Introduction

Adapt one of your recommendation systems to work with Apache Spark and compare the performance with your previous iteration. Consider the efficiency of the system and the added complexity of using Spark. You may complete the assignment using PySpark (Python), SparkR (R) , sparklyr (R), or Scala.

#Required libraries

library(recommenderlab)  
library(tictoc)          
library(sparklyr)        
library(dplyr)           
library(tidyr)           
library(ggplot2)        


# Set up data frame for timing
timing <- data.frame(Method=character(), Training=double(), Predicting=double())

Data Set

The data set is a product ratings set for beauty products sold on Amazon.com. It was downloaded from Kaggle.com (https://www.kaggle.com/skillsmuggler/amazon-ratings).

ratings <- read.csv(paste0("https://raw.githubusercontent.com/ErindaB/Data-612/master/Ratings.csv"))

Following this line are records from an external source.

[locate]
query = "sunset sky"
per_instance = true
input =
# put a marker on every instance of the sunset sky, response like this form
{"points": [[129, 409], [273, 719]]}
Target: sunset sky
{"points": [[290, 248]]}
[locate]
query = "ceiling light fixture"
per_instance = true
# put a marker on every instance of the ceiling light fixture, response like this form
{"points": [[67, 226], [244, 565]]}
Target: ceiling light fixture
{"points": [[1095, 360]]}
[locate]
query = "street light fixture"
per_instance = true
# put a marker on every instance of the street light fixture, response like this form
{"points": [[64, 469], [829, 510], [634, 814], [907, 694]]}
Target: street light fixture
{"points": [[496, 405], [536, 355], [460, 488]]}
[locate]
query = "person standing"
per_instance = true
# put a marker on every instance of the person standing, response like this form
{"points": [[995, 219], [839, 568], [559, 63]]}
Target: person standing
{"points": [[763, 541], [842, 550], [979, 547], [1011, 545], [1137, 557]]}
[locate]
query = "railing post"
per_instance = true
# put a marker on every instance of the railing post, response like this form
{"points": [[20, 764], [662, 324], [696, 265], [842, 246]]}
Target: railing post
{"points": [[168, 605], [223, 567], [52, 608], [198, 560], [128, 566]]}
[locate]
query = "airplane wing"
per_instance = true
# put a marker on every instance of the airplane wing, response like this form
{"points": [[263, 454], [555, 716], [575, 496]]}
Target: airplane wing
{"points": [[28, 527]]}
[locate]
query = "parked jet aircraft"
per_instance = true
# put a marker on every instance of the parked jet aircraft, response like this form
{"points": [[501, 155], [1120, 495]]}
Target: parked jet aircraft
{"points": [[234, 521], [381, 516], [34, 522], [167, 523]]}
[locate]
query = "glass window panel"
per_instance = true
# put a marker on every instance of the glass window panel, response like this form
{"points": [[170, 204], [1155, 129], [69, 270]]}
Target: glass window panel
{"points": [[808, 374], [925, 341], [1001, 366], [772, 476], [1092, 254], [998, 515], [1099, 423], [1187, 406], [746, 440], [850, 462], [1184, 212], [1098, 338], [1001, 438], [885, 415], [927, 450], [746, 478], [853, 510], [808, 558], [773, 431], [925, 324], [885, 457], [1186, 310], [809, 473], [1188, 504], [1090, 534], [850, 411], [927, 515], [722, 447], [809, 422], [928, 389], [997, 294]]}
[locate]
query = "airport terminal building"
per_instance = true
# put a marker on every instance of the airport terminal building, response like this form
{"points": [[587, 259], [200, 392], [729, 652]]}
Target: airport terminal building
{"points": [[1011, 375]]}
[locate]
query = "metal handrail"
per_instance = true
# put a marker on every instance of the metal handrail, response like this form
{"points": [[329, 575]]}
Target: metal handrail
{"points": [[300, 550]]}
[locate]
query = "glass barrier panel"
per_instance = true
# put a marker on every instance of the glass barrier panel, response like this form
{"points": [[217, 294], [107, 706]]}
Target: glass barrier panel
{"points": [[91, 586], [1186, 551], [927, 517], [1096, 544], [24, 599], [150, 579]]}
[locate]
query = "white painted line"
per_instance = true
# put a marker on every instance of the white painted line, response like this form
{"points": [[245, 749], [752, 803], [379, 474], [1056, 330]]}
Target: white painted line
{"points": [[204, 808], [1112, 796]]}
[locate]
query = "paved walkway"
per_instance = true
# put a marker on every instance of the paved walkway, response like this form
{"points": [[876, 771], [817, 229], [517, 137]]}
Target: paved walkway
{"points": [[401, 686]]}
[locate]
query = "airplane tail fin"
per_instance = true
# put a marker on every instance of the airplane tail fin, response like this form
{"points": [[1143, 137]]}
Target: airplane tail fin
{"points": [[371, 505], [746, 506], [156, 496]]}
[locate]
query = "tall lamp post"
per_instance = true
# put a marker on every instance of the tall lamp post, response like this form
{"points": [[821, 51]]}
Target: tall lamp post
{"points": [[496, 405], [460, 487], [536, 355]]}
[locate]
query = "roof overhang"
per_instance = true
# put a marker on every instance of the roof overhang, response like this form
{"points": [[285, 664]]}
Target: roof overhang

ALS Model Using recommenderlab Package

# Data prep
RMatrix <- sparseMatrix(as.integer(ratings$UserId), as.integer(ratings$ProductId), x = ratings$Rating)
colnames(RMatrix) <- levels(ratings$ProductId)
rownames(RMatrix) <- levels(ratings$UserId)
amazon_ratings <- as(RMatrix, "realRatingMatrix")
# Train/test split
set.seed(88)
evaluation <- evaluationScheme(amazon_ratings, method = "split", train = 0.8, given = 5, goodRating = 3)
train <- getData(evaluation, "train")
known <- getData(evaluation, "known")
unknown <- getData(evaluation, "unknown")
# Training
tic()
modelALS <- Recommender(train, method = "ALS")
train_time <- toc(quiet = TRUE)
# Predicting
tic()
predALS <- predict(modelALS, newdata = known, type = "ratings")
predict_time <- toc(quiet = TRUE)

timing <- rbind(timing, data.frame(Method = "recommenderlab", 
                                   Training = round(train_time$toc - train_time$tic, 2), 
                                   Predicting = round(predict_time$toc - predict_time$tic, 2)))

# Accuracy
accALS <- calcPredictionAccuracy(predALS, unknown)

ALS Model Using Spark

# Connection
sc <- spark_connect(master = "local")

# Prepare data
spark_df <- ratings
spark_df$UserId <- as.integer(spark_df$UserId)
spark_df$ProductId <- as.integer(spark_df$ProductId)

# Split for training and testing
which_train <- sample(x = c(TRUE, FALSE), size = nrow(spark_df),
                      replace = TRUE, prob = c(0.8, 0.2))
train_df <- spark_df[which_train, ]
test_df <- spark_df[!which_train, ]
# Move to Spark
spark_train <- sdf_copy_to(sc, train_df, "train_ratings", overwrite = TRUE)
spark_test <- sdf_copy_to(sc, test_df, "test_ratings", overwrite = TRUE)

# Build model
tic()
sparkALS <- ml_als(spark_train, max_iter = 5, nonnegative = TRUE, 
                   rating_col = "Rating", user_col = "UserId", item_col = "ProductId")
train_time <- toc(quiet = TRUE)

# Run prediction
tic()
sparkPred <- sparkALS$.jobj %>%
  invoke("transform", spark_dataframe(spark_test)) %>%
  collect()
predict_time <- toc(quiet = TRUE)

timing <- rbind(timing, data.frame(Method = "Spark", 
                                   Training = round(train_time$toc - train_time$tic, 2), 
                                   Predicting = round(predict_time$toc - predict_time$tic, 2)))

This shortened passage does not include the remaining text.